The ascent of Mt Decoeli is a long strenuous day hike. Alternative options include a day exploration of the rock glacier or pass between Mt Decoeli and the unnamed peak to the southwest. The climb is not technical but a section near the summit is quite steep with some loose rock (the last 240 meters).

This route offers ample opportunity to see wildlife including hoary marmots, Dall sheep, golden eagles, and the occasional wolverine and grizzly bear. Views from the rock glacier, pass, and summit are exceptional. From the summit, on a clear day some of the highest peaks of the ice fields range can be seen including Mt. Logan, Mt. Vancouver, Mt. Kennedy, Mt. Hubbard, Mt. Alverstone, and Weisshorn. The headwalls above the rock glacier and the abundance of wildflowers make even a cloudy day in the area an inspiring adventure. Mt. Decoeli offer views into the Shakwak valley to the east half way to Whitehorse, south to Dezadeash Lake, and northwest as far as the branching arms on Kluane Lake.

The route described here is not within the boundaries of Kluane National Park and Reserve.

Download the Mount Decoeli Route description (PDF, 180 Kb)

A route is not a trail

Routes are not marked with signs or maintained in any manner. The route described here is only a suggestion that may help guide you on your trip. Self-reliance and wilderness travel experience are essential, including excellent route finding skills, map and compass skills. It is the responsibility of individual hikers who choose to follow such routes to adequately prepare and be prepared to rely on themselves.

The details

The route begins from a parking area on the west side of the highway just 2.2 km north of the Spruce Beetle Trailhead. Park in the parking lot and walk south along the west side of the highway for a short while. You will see flagging tape and a rock cairn that mark the start of the route. Follow this trail for 1 km to Summit Creek. Here you will start following the creek bed up towards the rock glacier.

The route follows the creek staying on the south (left hand) side on the lower section with occasional shortcuts along dried up stream channels. You may choose to cross the creek occasionally, however during high water it may be best to remain on the south (left) side of the creek, and cross the creek at the base of the rock glacier. It is also possible to walk along the alpine ridge to the south of the creek bed to avoid the creek altogether until you reach the rock glacier.

The easiest way up Mt. Decoeli is from the south-southwest. Many people attempt to climb straight towards the peak from the toe of the rock glacier, this route is steeper than it appears, very exposed and is not recommended.

On the north (right) side of the rock glacier and the creek, you can access a grassy slope where a well-used trail will take you up and along the base of Mt Decoeli. This meadow is also the home of a colony of hoary marmots. Continue along the meadow and drop back down to Summit Creek where the meadow stops and you can see a drainage with a temporary creek to your right (north). Although this looks like the quickest way to the ridge of Mt Decoeli, it is much easier and faster to continue up Summit Creek, go around a lighter coloured rocky slope to your right and start heading up to the pass once you are around the corner.

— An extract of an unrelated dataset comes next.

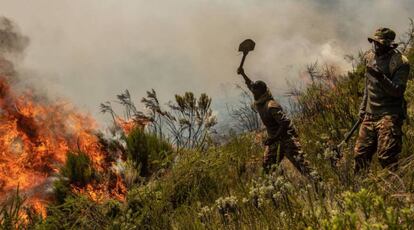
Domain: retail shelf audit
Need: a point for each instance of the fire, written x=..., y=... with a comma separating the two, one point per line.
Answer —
x=35, y=136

Go to the ridge and then venture right (east) up to the summit of Mt. Decoeli. It is best to stay on this side of the mountain as the east and south facing slopes are very steep with loose rock.

What you need to know

Good boots are a must for hiking on the loose rock sections and the boulders along the creek. You may want to take 1-2 litres of water with you, especially on a hot day. Binoculars or a spotting scope are very useful for wildlife viewing and for observing distant mountains.

Bear sightings are common in this area. Review recommendations for travel in the You Are In Bear Country brochure. Please report all bear sightings to the staff at the Kluane National Park and Reserve Visitor Centre in Haines Junction or at the Thachäl Dhäl Visitor Centre.

Using topographic a map at a 1:50,000 scale is highly recommended: Kloo Lake 115 A/13

Parks Canada 24 hour emergency dispatch

1-780-852-3100

Cellular telephones do not work in most of the park. Satellite phones or satellite messaging devices are strongly recommended.